In spring 2017, the department announced the creation of the algorithmic warfare crossfunctional team, or Project Maven, which is dedicated to utilizing big data analytics, machine learning, artificial intelligence and other advanced computer technologies to gain a competitive advantage over peer adversaries.
The team has recently seen success in developing algorithms that assist in monitoring full-motion video collected by UAVs, said Travis Axtell, informatics technical director and deputy for Project Maven under the office of the under secretary of defense for intelligence.
“The early results definitely show that we can augment [military analysts] and give them some new functionality to things that they are currently doing manually over several hours, and we can now do them in a handful of minutes,” he said at a 2017 webcast conference hosted by Amazon Web Services.
The Project Maven team now wants to apply those algorithms “to a historical context,” he added.

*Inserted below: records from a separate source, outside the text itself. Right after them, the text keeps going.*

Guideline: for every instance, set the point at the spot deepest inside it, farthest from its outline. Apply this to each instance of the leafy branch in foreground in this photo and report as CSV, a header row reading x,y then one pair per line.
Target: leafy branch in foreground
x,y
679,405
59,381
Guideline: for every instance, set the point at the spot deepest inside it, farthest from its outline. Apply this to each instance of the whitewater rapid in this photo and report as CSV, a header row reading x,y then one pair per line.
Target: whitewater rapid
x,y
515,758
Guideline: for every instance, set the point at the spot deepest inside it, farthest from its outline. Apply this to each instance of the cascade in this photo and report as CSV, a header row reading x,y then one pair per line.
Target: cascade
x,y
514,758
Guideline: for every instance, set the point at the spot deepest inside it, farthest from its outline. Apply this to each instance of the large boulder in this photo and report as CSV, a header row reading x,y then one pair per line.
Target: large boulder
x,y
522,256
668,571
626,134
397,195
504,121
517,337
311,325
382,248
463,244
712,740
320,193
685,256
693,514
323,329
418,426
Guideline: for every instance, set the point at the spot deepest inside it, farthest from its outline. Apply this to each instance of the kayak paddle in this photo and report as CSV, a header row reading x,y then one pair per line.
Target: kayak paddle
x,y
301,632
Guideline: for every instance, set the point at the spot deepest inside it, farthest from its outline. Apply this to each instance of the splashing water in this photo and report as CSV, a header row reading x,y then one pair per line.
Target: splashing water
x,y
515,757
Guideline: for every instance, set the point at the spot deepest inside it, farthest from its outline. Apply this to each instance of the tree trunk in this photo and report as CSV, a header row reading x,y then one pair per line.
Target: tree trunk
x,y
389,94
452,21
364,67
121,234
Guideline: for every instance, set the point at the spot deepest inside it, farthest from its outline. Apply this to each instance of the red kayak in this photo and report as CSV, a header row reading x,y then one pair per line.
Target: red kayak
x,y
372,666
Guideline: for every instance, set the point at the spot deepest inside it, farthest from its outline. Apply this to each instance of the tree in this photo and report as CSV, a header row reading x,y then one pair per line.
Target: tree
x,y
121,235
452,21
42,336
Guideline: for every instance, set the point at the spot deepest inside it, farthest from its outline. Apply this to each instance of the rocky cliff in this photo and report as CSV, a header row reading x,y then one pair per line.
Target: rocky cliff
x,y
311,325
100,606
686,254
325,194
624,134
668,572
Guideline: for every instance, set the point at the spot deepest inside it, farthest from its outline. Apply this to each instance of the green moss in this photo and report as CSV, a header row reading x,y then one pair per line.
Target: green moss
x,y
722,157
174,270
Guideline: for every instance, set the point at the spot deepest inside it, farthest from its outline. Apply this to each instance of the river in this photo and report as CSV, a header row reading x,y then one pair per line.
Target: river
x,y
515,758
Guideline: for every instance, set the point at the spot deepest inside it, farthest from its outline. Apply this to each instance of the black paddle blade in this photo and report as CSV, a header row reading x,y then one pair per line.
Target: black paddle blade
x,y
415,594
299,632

Rather than simply monitoring live feeds, new techniques could help intelligence officers extract relevant information from previously recorded footage, he noted.
Advanced cloud computing technologies could assist in “pulling out detections from that footage, storing that and then processing against those detections, so that we can look for more pattern-of-life behavior and understand how an area works and what we need to be looking for when the situation varies in a very dynamic sense,” he added.
Axtell noted that the team uses a process called training quality data, where members review the footage drawn from the UAV and highlight areas and objects of interest.
“Then we put that in front of our analyst community and they are labeling it at a variety of different detail levels … and then putting that into a rudimentary neural network,” he said.
The Project Maven team will then “triage” some of the incoming data to allow the most interesting objects and data to be placed at the front of the review line, he added. “That was one of the ways that we were able to be so successful at getting an algorithm out the door in a matter of months,” he said.
The Defense Department is now looking for new opportunities for technologies such as cloud computing to better organize the mountains of data it gathers from UAVs, in order to more rapidly apply it to the training quality data process, Axtell noted.